Class Today – Persepolis

Today in our Scholars First Year Seminar class we studied the graphic novel Persepolis.  It was awesome to explore a new medium of modern literature.  We discussed not only what the graphic novel said and how it said it, but we talked about the purpose of graphic novels.  One of my classmates mentioned that it opens the reading experience up to a whole different audience.  I have to agree.  Despite my addiction, some people just don’t like reading.  It’s tragic.  Comic books and graphic novels can open the door to reluctant readers and show them an entirely different world.  Books like Harry Potter and the infamous Twilight Saga work the same way for teenagers, showing them that reading can be fun! (However cheesy that may sound).

I wasn’t always so enthusiastic about graphic novels though.  For a long time I really despised graphic novels and comic books.  At first I thought that it was because I liked using my own imagination to conjure images from the strict text, but then I realized my dislike came from an inability to truly read the medium.  I was bad at it.  I would skip the pictures, maybe glancing at a particular color or image if it caught my eye, but my eyes largely followed the words, as they had been trained to do with traditional novels.  It took the realization that the art was just as, if not more, important than the words themselves for me to truly begin to learn to read graphic novels.  Once I knew to savor each image and each word, I found myself loving graphic novels and even comic books.  Today I stand an intense fan of the genre and am eagerly awaiting the Watchmen movie! 
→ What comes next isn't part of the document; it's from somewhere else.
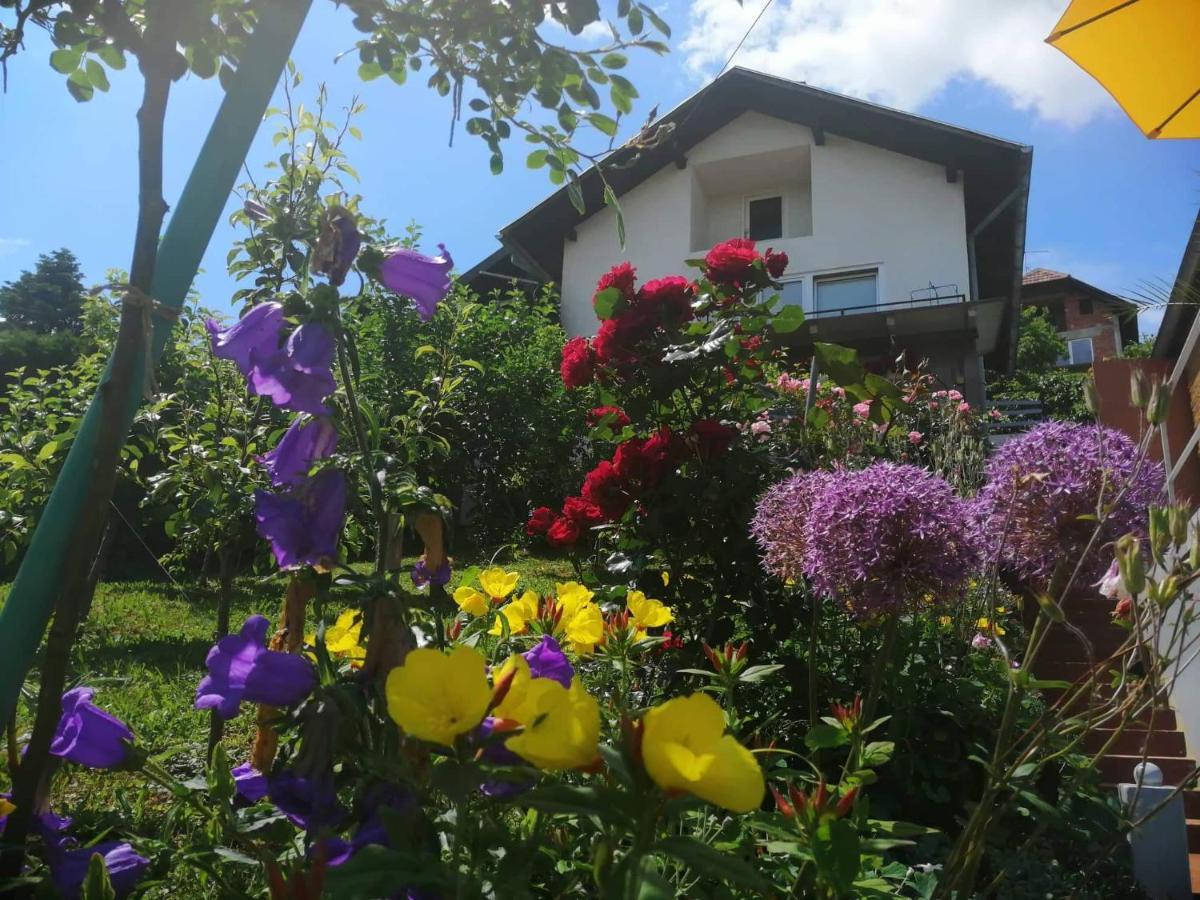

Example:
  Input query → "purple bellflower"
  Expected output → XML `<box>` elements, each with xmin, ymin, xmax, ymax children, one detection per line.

Persepolis seems to embody modern literature and art, utilizing and combining different creative outlets. As someone in the class noted, the art and the drawings are universal.  Marjane Satrapi, the author, was born and raised in Iran but later moved to France.  Persepolis was originally written in French and while the translation may be faulty,the graphics remain the same, exactly how she intended them to be.  We could say that they are more true to her original concept than the written word in this case.

Satrapi also opens up the debate on Iran, especially its place in the modern world.  So many people assume that the minority is the majority and that all Iranians are like the extremists of the hostage crisis that began in 1979.  Satrapi urges her readers to think differently though.  She paints a unique, intimate, autobiographical portrait of her childhood in Iran, one not so different from an American’s or Westerner’s.

As our Professor, Dr. Lenz, asked us, both in our study of Persepolis and the original Japanese version of “Shall We Dance?”: how can we study or learn about another culture?  Is it possible?  Are we ever capable of fully understanding another society?  Another person, even?  In the case of Persepolis, does the visual aspect make this understanding easier or more accessible?